Interestingly these ‘business enablement’ functions are pretty generic across all kinds of software and services since they essentially cover account management, subscription, business model definition, rating and billing, security, marketplaces etc etc (i.e. all of the capabilities that I defined as being required in a ‘Service Delivery Platform’). In this context the use of the term ‘Service Delivery Platform’ in place of cloud or PaaS was deliberate; what next generation infrastructures need to do is enable people to deliver business services as quickly and as robustly as possible, with the platforms themselves also helping to ensure trust by brokering between the interests of consumers and suppliers through transparent billing and service management mechanisms.
This belief in service delivery is one of the reasons I believe that the notion of ‘private clouds’ is an oxymoron – I found this hoary subject raised again on a Joe McKendrick post after a discussion on ebizQ – even without the central point about the obvious loss of economies of scale; essentially the requirement to provide a whole business enablement fabric to facilitate cross organisational service ecosystems – initially for SaaS but increasingly for organisational collaboration and specialisation – is just one of the reasons I believe that ‘Private Clouds’ are really just evolutions of on-premise architecture patterns – with all of the costs and complexity retained – and thus purely marketecture. When decreasing transaction costs are enabling much greater cross organisational value chains the benefits of a public service delivery platform are immense, enabling organisations to both scale and evolve their operations more easily whilst also providing all of the business support they need to offer and consume business services in extended value chains. Whilst some people may think that this is a pretty future-oriented reason to not like the notion of private clouds, for completeness I will also say that to me – in the sense of customer owned infrastructures – they are an anachronism; again this is just an extension of existing models (for good or ill) and nothing to do with ‘cloud’. It is only the fact that most protagonists of such models are vendors with very low level maturity offerings like packaged infrastructure and/or middleware solutions that makes it viable, since the complexity of delivering true private SDP offerings would be too great (not to mention ridiculously wasteful). In my view ‘private clouds’ in the sense of end organisation deployment is just building a new internal infrastructure (whether self managed or via a service company) sort of like the one you already already have but with a whole bunch of expensive new hardware and software (so 90% of the expense but only 10% of the benefits).

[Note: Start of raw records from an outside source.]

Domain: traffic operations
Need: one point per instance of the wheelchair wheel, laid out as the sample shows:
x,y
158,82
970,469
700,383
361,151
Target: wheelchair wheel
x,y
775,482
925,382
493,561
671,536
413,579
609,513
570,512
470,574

To temper this stance I do believe that there is a more subtle, viable version of ‘privacy’ that will be supported by ‘real’ service delivery platforms over time – that of having a logically private area of a public SDP to support an organisational context (so a cohesive collection of branded services, information and partner integrations – or what I’ve always called ‘virtual private platforms’). This differs greatly from the ‘literally’ private clouds that many organisations are positioning as a mechanism to extend the life of traditional hardware, middleware or managed service offerings – the ability of service delivery platforms to rapidly instantiate ‘virtual’ private platforms will be a core competency and give the appearance and benefits of privacy whilst also maintaining the transformational benefits of leveraging the cloud in the first place. To me literally ‘private clouds’ on an organisations own infrastructure – with all of their capital expense, complexity of operation, high running costs and ongoing drag on agility – only exist in the minds of software and service companies looking to extend out their traditional businesses for as long as possible.